The recent gun safety bill, called the Bipartisan Safer Communities Act, was both hailed as the most significant measure taken by Congress on the topic in 30 years and a measure that left much undone.
But there’s another criticism that’s been largely overlooked. The bill that President Joe Biden signed into law isn’t just about gun safety and at least one of the measures—noticed by the American Economic Liberties Project and reported on by the Iowa Capital Dispatch—is eyebrow raising. It’s a major break for the big middlemen in the prescription drug trade, which in so out of control with an often supporting Congress that Mark Cuban has been able to provide some relief that should have been done long ago.
It’s not unusual for bills to include measures that are technically unrelated to the stated purpose of the bill. This often happens when politicians strike deals with one another to get enough support to pass a measure. There’s probably a strong correlation between the purity of a bill’s language and its lack of chance to become a law.
Politics is about compromise, which means having to give in where you can, so others do the same. But sometimes the deals seem a bit extraordinary.

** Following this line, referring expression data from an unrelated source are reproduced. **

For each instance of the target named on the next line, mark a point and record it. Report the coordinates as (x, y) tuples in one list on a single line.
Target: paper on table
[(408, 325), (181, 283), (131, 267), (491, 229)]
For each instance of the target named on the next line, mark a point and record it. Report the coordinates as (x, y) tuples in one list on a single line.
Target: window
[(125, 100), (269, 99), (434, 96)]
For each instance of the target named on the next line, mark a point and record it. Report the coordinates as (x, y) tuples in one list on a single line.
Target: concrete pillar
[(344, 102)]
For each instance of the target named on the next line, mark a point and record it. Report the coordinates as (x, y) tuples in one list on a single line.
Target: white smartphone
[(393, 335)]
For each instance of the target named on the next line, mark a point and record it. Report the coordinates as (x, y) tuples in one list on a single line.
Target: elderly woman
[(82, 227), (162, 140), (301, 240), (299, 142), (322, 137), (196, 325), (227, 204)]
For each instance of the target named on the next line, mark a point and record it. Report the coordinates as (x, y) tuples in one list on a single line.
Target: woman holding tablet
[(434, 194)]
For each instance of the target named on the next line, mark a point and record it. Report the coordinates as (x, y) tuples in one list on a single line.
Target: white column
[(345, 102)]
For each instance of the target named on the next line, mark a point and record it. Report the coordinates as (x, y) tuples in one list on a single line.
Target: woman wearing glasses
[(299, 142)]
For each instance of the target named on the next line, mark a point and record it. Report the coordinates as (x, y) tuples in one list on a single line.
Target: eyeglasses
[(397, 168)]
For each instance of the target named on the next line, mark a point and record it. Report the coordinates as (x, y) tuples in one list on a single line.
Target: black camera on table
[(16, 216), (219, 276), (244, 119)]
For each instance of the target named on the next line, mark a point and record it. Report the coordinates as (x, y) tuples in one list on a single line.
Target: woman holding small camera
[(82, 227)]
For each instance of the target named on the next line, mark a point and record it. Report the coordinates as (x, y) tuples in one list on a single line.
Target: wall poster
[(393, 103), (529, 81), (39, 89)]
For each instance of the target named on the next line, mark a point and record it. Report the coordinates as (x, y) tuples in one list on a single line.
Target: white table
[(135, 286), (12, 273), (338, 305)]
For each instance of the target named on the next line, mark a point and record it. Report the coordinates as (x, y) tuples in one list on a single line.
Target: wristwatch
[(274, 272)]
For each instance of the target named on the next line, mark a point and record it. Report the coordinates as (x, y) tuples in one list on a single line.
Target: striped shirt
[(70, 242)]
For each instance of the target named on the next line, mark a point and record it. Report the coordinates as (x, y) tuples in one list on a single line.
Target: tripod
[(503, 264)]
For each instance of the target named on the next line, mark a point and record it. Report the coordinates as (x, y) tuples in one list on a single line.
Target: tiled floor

In the final text of the Bipartisan Safer Communities Act, on page 21 of 32, there’s a section called Title III—Other Matters. And first up is section 13101, “Extension of Moratorium on Implementation of Rule Relating to Eliminating the Anti-Kickback Statute Safe Harbor Protection for Prescription Drug Rebates.”
Drug rebates have been contentious for years, as I wrote for Fortune in 2019. A big player in drug distribution are the pharmacy benefits managers, or PBMs. Although originally developed to process pharmaceutical drug claims under insurance plans, they do much more as the American Economic Liberties Project explains:
“They bargain with pharmaceutical companies to determine drug prices, decide which drugs are covered by your insurance, decide which pharmacies are in and out of a health insurer’s network, and decide how much you, the pharmacy, and your insurance company must pay for a drug. On top of this, they own physical, mail-order, and specialty retail pharmacies of their own, and they manage pharmaceutical benefits for government programs like Medicare Part D and Medicaid.”
This creates existing conflicts of interest. A PBM can look to charge insurance companies and consumers more while paying pharmacies less to boost its profits. And, oddly enough, this systemic power involves a lot of money and ownership by the largest pharmacy chains and health insurance providers. The top three—Caremark (owned by CVS Health
Among other things, the PBMs control their formularies, or the lists of drugs eligible for coverage. The better a position on the formulary, the more a drug company’s products will sell, so there’s an incentive to play ball. For many years, the PBMs most if not all of those discounts, cranking up their own profits at the expense of everyone paying for medicines.
To help lubricate the system and ensure better placement, drug companies offer rebates to the PBMs. That creates some heavy conflicts of interest, though not illegal ones even if immoral. Remember hearing about incredibly high insulin prices? The manufacturers aren’t the sole culprits. According to a Senate investigation last year, it’s the way the drug companies and PBMs do business together that keeps prices high.
But, not illegal. Unless, that is, practices cross the bounds into services to Medicare. Here’s where the inspector general’s office of the U.S. Department of Health and Human Services explains the existing federal anti-kickback statute:
“Under the Federal Anti-kickback Statute, you may not knowingly and willfully offer, pay, solicit or receive anything of value to induce or reward for referrals of Federal health care program business. In some industries, it is acceptable to reward those who refer business to you. In health care however, it’s a crime. The prohibition against kickbacks applies to those who pay for referrals and to those who receive them.”
That should include rebates to PBMs, except that Congress put into place a specific moratorium preventing the anti-kickback provision from applying. That was supposed to end on January 1, 2026. Too soon for the industry, apparently, as someone added the following provision to the gun control bill: “Section 90006 of division I of the Infrastructure Investment and Jobs Act (42 U.S.C. 1320a–7b note) is amended by striking ‘January 1, 2026’ and inserting ‘January 1, 2027’.”
That’s now part of U.S. law and would literally take an act of Congress to change, which is unlikely to happen.
And while we’re at it, immediately following the extension of the anti-kickback moratorium was a change to the Medicare Improvement Fund. Here’s an explanation from the Alliance for Health Policy:
“Established in 2008, the fund allowed the Department of Health and Human Services to make improvements under the original Medicare fee-for-service program under Parts A and B. For fiscal year 2014 through fiscal year 2017, $19.9 billion would be made available from the Parts A and B trust funds. The Affordable Care Act (ACA) eliminated the Medicare Improvement Fund and created a new Innovation Center within Centers for Medicare & Medicaid Services, making the fund redundant.”
Well, eliminated for the federal fiscal years 2014 and 2015, as the House Ways and Means Committee explains. But it came back and now it just apparently got a boost from $5 million in 2021 to $7.5 billion in 2022. Is that good? Bad? Who knows? There doesn’t appear to have been a major discussion.
Just an example of why it’s important to watch the details of legislation that goes through, to see what else is being done.